How do you write $ \dfrac{1}{4} $ as a percent?

Answer 1

Hint:
Remember that the "%" sign is read as "per cent" and it stands for "per 100". Recall that 'a' parts out of 'b' equal parts is a value equal to the fraction $ \dfrac{a}{b} $ . A value of x% (x per 100, or x parts out of 100 equal parts) is equal to $ \dfrac{x}{100} $ in fraction. So, our answer must be the value of x, when $ \dfrac{1}{4} $ is expressed in the $ \dfrac{x}{100} $ form, i.e. the denominator must be 100.

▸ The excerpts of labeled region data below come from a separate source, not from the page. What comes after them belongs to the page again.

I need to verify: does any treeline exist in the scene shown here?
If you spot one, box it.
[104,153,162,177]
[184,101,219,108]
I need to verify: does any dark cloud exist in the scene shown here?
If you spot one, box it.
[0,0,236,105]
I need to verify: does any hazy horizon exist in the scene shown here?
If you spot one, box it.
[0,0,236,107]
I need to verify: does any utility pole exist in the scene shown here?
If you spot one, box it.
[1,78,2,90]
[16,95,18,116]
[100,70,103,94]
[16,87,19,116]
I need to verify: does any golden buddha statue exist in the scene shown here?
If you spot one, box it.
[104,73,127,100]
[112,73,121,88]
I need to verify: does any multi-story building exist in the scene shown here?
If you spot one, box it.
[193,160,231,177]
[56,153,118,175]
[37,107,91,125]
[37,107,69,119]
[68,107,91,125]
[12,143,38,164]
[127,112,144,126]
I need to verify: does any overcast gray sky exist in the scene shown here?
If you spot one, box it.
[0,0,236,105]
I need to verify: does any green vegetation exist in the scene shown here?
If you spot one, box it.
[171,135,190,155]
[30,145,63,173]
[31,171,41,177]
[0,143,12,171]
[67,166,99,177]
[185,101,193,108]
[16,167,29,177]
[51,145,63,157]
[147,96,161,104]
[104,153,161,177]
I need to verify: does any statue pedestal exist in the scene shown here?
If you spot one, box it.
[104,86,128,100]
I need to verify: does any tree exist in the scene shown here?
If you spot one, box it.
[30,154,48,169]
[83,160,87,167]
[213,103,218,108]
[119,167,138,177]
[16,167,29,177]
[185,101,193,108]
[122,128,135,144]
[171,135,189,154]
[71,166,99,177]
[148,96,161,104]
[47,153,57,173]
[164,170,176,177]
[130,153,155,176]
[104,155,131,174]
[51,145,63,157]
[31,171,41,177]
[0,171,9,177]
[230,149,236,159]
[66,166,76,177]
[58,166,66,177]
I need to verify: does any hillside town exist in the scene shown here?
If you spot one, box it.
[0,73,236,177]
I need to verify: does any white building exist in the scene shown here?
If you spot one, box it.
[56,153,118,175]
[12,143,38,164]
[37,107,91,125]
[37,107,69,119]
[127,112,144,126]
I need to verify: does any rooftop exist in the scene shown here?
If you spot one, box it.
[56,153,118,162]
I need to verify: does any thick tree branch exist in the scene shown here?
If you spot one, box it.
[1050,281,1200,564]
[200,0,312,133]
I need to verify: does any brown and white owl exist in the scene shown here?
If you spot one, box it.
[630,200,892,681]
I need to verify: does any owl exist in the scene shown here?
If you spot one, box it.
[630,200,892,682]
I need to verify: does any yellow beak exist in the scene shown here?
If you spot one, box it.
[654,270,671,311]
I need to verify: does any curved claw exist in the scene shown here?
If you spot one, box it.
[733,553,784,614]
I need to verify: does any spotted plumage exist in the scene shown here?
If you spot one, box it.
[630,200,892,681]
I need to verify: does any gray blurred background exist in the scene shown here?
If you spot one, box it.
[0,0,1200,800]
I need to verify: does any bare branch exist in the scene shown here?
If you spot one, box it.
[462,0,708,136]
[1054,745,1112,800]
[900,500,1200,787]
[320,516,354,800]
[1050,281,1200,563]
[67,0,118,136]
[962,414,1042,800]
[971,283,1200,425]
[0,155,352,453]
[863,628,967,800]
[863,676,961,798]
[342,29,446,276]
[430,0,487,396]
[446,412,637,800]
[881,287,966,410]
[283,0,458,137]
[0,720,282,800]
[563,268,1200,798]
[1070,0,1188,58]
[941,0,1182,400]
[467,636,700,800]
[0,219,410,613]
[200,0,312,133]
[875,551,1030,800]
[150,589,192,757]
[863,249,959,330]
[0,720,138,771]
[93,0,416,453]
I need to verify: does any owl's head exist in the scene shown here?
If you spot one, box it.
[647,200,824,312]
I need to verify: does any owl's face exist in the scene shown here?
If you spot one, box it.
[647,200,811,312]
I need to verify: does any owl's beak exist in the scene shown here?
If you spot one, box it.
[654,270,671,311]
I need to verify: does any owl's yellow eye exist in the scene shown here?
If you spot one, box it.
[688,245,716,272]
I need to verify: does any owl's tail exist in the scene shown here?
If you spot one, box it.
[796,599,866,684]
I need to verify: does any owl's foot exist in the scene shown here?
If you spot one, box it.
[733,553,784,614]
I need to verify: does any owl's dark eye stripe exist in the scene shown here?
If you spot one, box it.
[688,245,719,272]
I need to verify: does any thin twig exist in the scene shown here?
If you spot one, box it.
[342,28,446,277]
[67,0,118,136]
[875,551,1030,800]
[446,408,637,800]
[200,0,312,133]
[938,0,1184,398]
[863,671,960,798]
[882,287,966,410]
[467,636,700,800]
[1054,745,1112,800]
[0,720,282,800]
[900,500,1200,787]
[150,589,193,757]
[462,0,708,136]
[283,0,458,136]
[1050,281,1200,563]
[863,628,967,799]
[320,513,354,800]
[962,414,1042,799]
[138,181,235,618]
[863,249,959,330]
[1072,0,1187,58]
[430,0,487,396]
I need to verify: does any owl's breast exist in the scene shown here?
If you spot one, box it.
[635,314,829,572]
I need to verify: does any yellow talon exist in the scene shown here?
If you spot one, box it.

Complete Step by step Solution:
We know that we can multiply / divide both the numerator and the denominator of a fraction by the same quantity, without changing its value. In order to get a 100 in the denominator, let's multiply both of them by 100:
 $ \dfrac{1}{4}\times \dfrac{100}{100} $
This can be written as:
 $ \dfrac{100}{4}\times \dfrac{1}{100} $
On dividing 100 by 4, we get the value of 25. Therefore, the above expression is equal to:
 $ 25\times \dfrac{1}{100}=\dfrac{25}{100} $ , which means 25 percent or 25%.

Note:
Percent is abbreviated as "%" which means "per 100" which is just a ratio in which the second number is 100 that is represented in short using the symbol %.
x% is basically equal to $ \dfrac{x}{100} $ in fraction, which can be simplified into its lowest form or can be converted into decimal easily.
Real numbers are of two types:
1) Rational: A rational number is a number which CAN BE expressed in the form $ \dfrac{a}{b} $ , where a and b are integers and $ b\ne 0 $ . Rational numbers are either terminating or non-terminating and repeating in decimal form. e.g. $ \dfrac{17}{5}=3.4 $ , $ \dfrac{52}{9}=5.7777...=5.\bar{7} $ etc.
2) Irrational: An irrational number is a number which CANNOT BE expressed in the form $ \dfrac{a}{b} $ , where a and b are integers. Irrational numbers are non-terminating and non-repeating when expressed in decimal form. e.g. $ \sqrt{2}=1.414213... $ , $ \dfrac{2}{\sqrt{3}+1}=\text{0}\text{.73205}... $ , $ \pi =3.14159... $ etc.